Tentu saja, semua itu hanyalah spekulasi Lin Shen sendiri dan belum tentu benar; mungkin itu hanya kebetulan.
Kong Chuan tampaknya tidak menganggap serius kekhawatiran itu setelah mendengar ini, “Meskipun nama Suku Hantu Malam mengandung kata ‘malam’, dan mereka memiliki penglihatan malam, memang lebih ganas di malam hari daripada siang hari, kegelapan Bintang Cincin Raksasa bukanlah kegelapan biasa, melainkan manifestasi dari kekuatan aturan.
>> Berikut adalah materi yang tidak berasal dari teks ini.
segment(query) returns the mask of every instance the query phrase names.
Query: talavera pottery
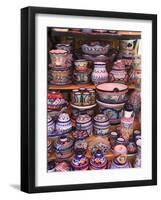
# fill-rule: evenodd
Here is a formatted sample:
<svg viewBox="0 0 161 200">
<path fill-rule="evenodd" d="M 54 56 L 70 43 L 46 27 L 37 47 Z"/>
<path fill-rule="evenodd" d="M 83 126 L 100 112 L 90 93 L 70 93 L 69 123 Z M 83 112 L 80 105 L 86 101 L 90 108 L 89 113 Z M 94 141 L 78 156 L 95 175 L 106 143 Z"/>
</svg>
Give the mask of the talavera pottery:
<svg viewBox="0 0 161 200">
<path fill-rule="evenodd" d="M 125 101 L 126 102 L 126 101 Z M 124 103 L 103 103 L 97 100 L 100 112 L 108 116 L 110 124 L 119 124 L 123 114 Z"/>
<path fill-rule="evenodd" d="M 114 159 L 110 169 L 131 168 L 131 164 L 127 161 L 127 148 L 124 145 L 116 145 L 113 154 Z"/>
<path fill-rule="evenodd" d="M 99 100 L 104 103 L 124 102 L 128 86 L 121 83 L 103 83 L 96 86 Z"/>
<path fill-rule="evenodd" d="M 61 50 L 65 50 L 65 51 L 67 51 L 68 53 L 70 53 L 71 52 L 71 50 L 72 50 L 72 46 L 71 46 L 71 44 L 68 44 L 68 43 L 62 43 L 62 44 L 57 44 L 56 45 L 56 48 L 57 49 L 61 49 Z"/>
<path fill-rule="evenodd" d="M 137 40 L 120 40 L 121 49 L 134 50 Z"/>
<path fill-rule="evenodd" d="M 85 72 L 88 69 L 88 61 L 85 59 L 79 59 L 74 61 L 75 70 L 79 72 Z"/>
<path fill-rule="evenodd" d="M 108 137 L 90 136 L 86 141 L 88 143 L 88 150 L 92 155 L 95 154 L 97 150 L 100 150 L 103 154 L 107 154 L 111 148 Z"/>
<path fill-rule="evenodd" d="M 82 151 L 82 153 L 85 153 L 87 150 L 87 142 L 85 139 L 77 140 L 74 143 L 74 151 Z"/>
<path fill-rule="evenodd" d="M 48 114 L 48 137 L 52 137 L 55 130 L 55 122 Z"/>
<path fill-rule="evenodd" d="M 79 84 L 89 83 L 90 82 L 90 74 L 91 74 L 91 69 L 88 69 L 85 72 L 74 71 L 73 72 L 73 80 L 75 83 L 79 83 Z"/>
<path fill-rule="evenodd" d="M 125 70 L 125 65 L 122 60 L 114 62 L 114 66 L 109 73 L 110 82 L 126 83 L 128 81 L 128 74 Z"/>
<path fill-rule="evenodd" d="M 94 134 L 95 135 L 107 135 L 109 133 L 110 122 L 105 114 L 97 114 L 94 117 Z"/>
<path fill-rule="evenodd" d="M 57 159 L 66 159 L 73 154 L 73 140 L 67 136 L 58 137 L 54 143 Z"/>
<path fill-rule="evenodd" d="M 76 129 L 85 130 L 89 135 L 93 132 L 92 118 L 87 114 L 81 114 L 76 119 Z"/>
<path fill-rule="evenodd" d="M 60 92 L 49 91 L 48 92 L 48 109 L 49 110 L 61 110 L 66 106 L 64 96 Z"/>
<path fill-rule="evenodd" d="M 61 113 L 56 122 L 56 131 L 58 133 L 69 133 L 72 130 L 72 123 L 67 113 Z"/>
<path fill-rule="evenodd" d="M 72 55 L 62 49 L 52 49 L 49 51 L 53 67 L 67 67 L 72 62 Z"/>
<path fill-rule="evenodd" d="M 50 70 L 50 83 L 54 85 L 66 85 L 72 82 L 72 70 L 70 67 Z"/>
<path fill-rule="evenodd" d="M 87 170 L 88 164 L 88 159 L 84 156 L 84 154 L 82 154 L 81 151 L 78 151 L 71 161 L 71 166 L 74 170 Z"/>
<path fill-rule="evenodd" d="M 100 45 L 100 44 L 83 44 L 82 46 L 82 51 L 85 54 L 89 55 L 104 55 L 107 54 L 110 48 L 110 44 Z"/>
<path fill-rule="evenodd" d="M 71 171 L 71 167 L 66 161 L 62 161 L 56 164 L 55 171 L 56 172 Z"/>
<path fill-rule="evenodd" d="M 106 83 L 108 81 L 108 72 L 105 62 L 94 62 L 94 70 L 92 72 L 92 82 L 94 84 Z"/>
<path fill-rule="evenodd" d="M 90 160 L 90 169 L 99 170 L 106 169 L 107 160 L 104 157 L 103 153 L 98 150 Z"/>
</svg>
Bukan hanya anggota biasa dari Suku Hantu Malam, bahkan makhluk Tingkat Nirvana pun tidak bisa begitu saja keluar sesuka hati di Bintang Cincin Raksasa pada malam hari; mereka akan terluka oleh kekuatan aturan kegelapan, bahkan terbunuh. Kepala Institut Surgawi, Anda terlalu khawatir, pembunuh dari Suku Hantu Malam tidak mungkin seorang ahli Tingkat Nirvana, jika tidak, mereka tidak perlu membunuh secara diam-diam di tengah malam.”
“Lalu bagaimana Anda menjelaskan bahwa orang-orang ini tidak meninggal di kamar mereka sendiri, atau di kamar orang lain, melainkan di ruangan yang tidak dihuni siapa pun?” Lin Shen merenung dalam-dalam.
“Bukankah itu sudah jelas? Pasti anggota Suku Hantu Malam yang bersembunyi di desa, memanfaatkan saat langit akan gelap, atau saat langit baru saja terang, ketika semua orang sudah masuk ke kamar mereka atau belum keluar. Mereka menyerbu masuk dan membunuh seseorang terlebih dahulu atau membuang mayat ke rumah-rumah yang tidak berpenghuni,” jawab Kong Chuan.
“Menurut apa yang Anda katakan, bukankah akan lebih mudah bagi si pembunuh untuk pergi begitu saja setelah pembunuhan? Mengapa repot-repot membuang mayatnya?”
Kong Chuan jelas telah mempertimbangkan masalah ini dan membalas, “Inilah yang diinginkan Suku Hantu Malam, untuk menyesatkan orang lain agar berpikir bahwa makhluk Varian Dasar yang dapat berjalan di malam yang gelaplah yang melakukan kekejaman itu, bukan untuk menimbulkan kecurigaan pada mereka, sehingga mereka dapat terus bersembunyi di desa, dan bahkan bermigrasi bersama desa ke daerah yang lebih padat penduduknya.”
Saat mengatakan ini, matanya tertuju pada Lin Shen, seolah ingin mengatakan bahwa Lin Shen-lah yang sedang disesatkan.